Robinson, 71, has been known to confront issues head-on throughout his half-century in the game, 16 seasons of which he has spent as a major league manager. He rarely skirts questions even on difficult or sensitive subjects, including evaluating his players' strengths and weaknesses, the performance of umpires or the strategies employed by other teams.

Yesterday, though, he appeared to be wrestling with the end of his on-field career and the wishes of his bosses to announce the move in a particular setting -- perhaps, as one club employee suggested, with a ceremony during one of the final games of the season, which ends Sunday against the New York Mets at RFK Stadium. Robinson said in recent weeks that if he were no longer going to manage, he would like to know before the end of the season so he could be treated to a proper send-off, one that reflects his decorated career.

He said he did not know whether he would be in baseball next season. "That's a question I can't answer at this time," he said. "Who knows? My contract is up October 31."

In the hours leading up to last night's scheduled game against the Philadelphia Phillies, Robinson had not revealed the outcome of his discussions with Kasten and Bowden with members of his coaching staff, his players or even close friends.

His wife, Barbara, was traveling to Washington from the couple's home in Los Angeles, and said shortly after she arrived at 10 p.m. that she had not spoken with her husband since his meetings, but she said she was not surprised that he wouldn't be asked back.

"But even with that, it was an honor for him to be here, to represent Washington," Barbara Robinson said by phone. "It was nothing but a privilege. He has enjoyed every minute of it.
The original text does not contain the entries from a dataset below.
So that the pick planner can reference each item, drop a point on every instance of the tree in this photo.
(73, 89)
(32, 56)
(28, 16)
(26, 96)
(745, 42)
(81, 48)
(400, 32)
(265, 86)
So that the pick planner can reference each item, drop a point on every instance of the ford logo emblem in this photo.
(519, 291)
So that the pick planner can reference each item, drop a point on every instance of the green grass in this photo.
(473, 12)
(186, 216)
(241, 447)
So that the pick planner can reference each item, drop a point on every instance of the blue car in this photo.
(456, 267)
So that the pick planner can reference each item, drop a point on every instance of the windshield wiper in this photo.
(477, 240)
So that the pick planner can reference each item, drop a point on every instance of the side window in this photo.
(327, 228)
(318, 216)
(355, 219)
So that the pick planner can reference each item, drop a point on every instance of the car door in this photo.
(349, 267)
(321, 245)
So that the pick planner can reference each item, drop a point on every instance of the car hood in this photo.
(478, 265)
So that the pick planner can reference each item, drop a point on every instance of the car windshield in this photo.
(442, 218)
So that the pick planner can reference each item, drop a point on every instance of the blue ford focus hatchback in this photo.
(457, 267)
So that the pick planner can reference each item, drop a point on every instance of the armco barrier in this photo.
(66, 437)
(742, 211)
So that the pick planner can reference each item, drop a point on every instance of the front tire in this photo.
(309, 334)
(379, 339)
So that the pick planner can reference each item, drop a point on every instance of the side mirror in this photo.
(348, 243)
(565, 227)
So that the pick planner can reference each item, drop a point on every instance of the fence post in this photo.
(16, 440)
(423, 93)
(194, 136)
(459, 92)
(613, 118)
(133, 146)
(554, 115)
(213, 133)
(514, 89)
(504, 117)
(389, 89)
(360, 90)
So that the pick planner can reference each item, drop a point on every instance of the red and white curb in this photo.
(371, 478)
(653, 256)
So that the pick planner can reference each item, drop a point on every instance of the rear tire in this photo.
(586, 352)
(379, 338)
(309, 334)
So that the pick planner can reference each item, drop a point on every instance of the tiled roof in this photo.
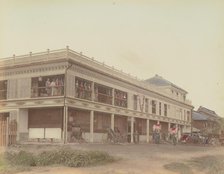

It's been a great ride."

Barbara Robinson said her husband might have difficulty adjusting to not going to the ballpark every day. "I'm not going to lie: It's not going to be easy," she said. "All the players he's been with and the teams he's had, it's like your baby, your child."

Though players have been aware that a change could be made for much of the latter part of the season, some were reluctant to discuss their feelings until a formal announcement has been made.

From time to time, Robinson's old-school ways have grated on his players. Yesterday, however, players spoke respectfully of their manager's methods and accomplishments.

"He gives you respect, and obviously, you give him respect right back," said catcher Brian Schneider, whose first full major league season was in 2002, which was also Robinson's first year as the manager of the Montreal Expos, the Nationals' predecessors. "There's so many different ways that he's helped me develop my game, and I know he's helped and touched a lot of guys in this clubhouse."

Privately, the Nationals are hopeful they can maintain a relationship with Robinson, who recently has said that he would consider a meaningful position in the organization.

"It's up to the organization," Robinson said. "If they feel like that they want me to be a part of the organization beyond, say, managing the ballclub or whatever, it's up to them."

Though Bowden hasn't always agreed with his on-field decision making, the general manager has respect for Robinson's wealth of baseball knowledge, honed over a playing career that made him the only player to win the most valuable player award in both the National and American leagues.

Quietly, though, Robinson prepared for a post-playing career by going to Mexico in the offseasons to manage in winter ball. In 1975, he was hired as manager of the Cleveland Indians, becoming the first black manager in the history of the game.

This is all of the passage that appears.